Some phono pre-amplifiers implement a rumble filter, in an attempt to remove the noise. A heavier platter can also help dampen this.
Rumble measurement is carried out on turntables (for vinyl recordings) which tend to generate very low frequency noise originating from the centre bearing and from drive pulleys or belts, as well as from irregularities in the record disc itself.
It can be heard as low-frequency noise and becomes a serious problem when playing records on audio systems with a good low-frequency response. Even when not audible, rumble can cause intermodulation, modulating of the amplitude of other frequencies. The 'unweighted' response curve is intended for use in assessing the level of inaudible rumble with such intermodulation in mind.
One way to reduce rumble is to make the turntable very heavy, so that it acts as mechanical damper or low-pass filter, but even with the best turntables a lot of rumble tends to be generated by warped records or pressing irregularities sometimes visible as 'bobbles' in the surface. An important factor affecting rumble is low-frequency resonance resulting from pickup arm mass bouncing against stylus compliance. This resonance is usually in the 10-30 Hz region, and will increase rumble as well as reducing tracking ability if not well-damped.
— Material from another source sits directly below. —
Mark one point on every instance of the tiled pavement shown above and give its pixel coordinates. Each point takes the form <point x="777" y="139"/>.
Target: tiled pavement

Some pickup arms incorporate viscous damping aimed at eliminating such resonance.
Because these effects generate a mostly vertical component at the stylus, which corresponds to a difference signal in stereo reproduction, the incorporation of a high-pass filter operating only on the channel difference can be very effective in reducing rumble without loss of bass. Such a filter merges the two channels to mono at very low frequencies, which is not generally considered to have any effect on stereo perception, though it can change the sound balance (often for the better) by altering the way in which resonant room modes are stimulated (reducing corner to corner stimulation). The original circuit was designed in 1978 by Jeff Macaulay and featured as a circuit idea in Wireless World. Most so-called rumble filters work by simply rolling off the low-frequency response, which is detrimental to sound quality.
Though several standards exist that define how rumble should be measured, they all have a common basis, and use the weighting curves shown here. DIN 45539 (1971) and IEC98-1964 both cover rumble measurement. BS4852: Part 1 (1972) is specific in requiring that a slow rectifier be used, which shall reach 99% of its steady indication in 5s +-0.5s with not more than 10% overshoot.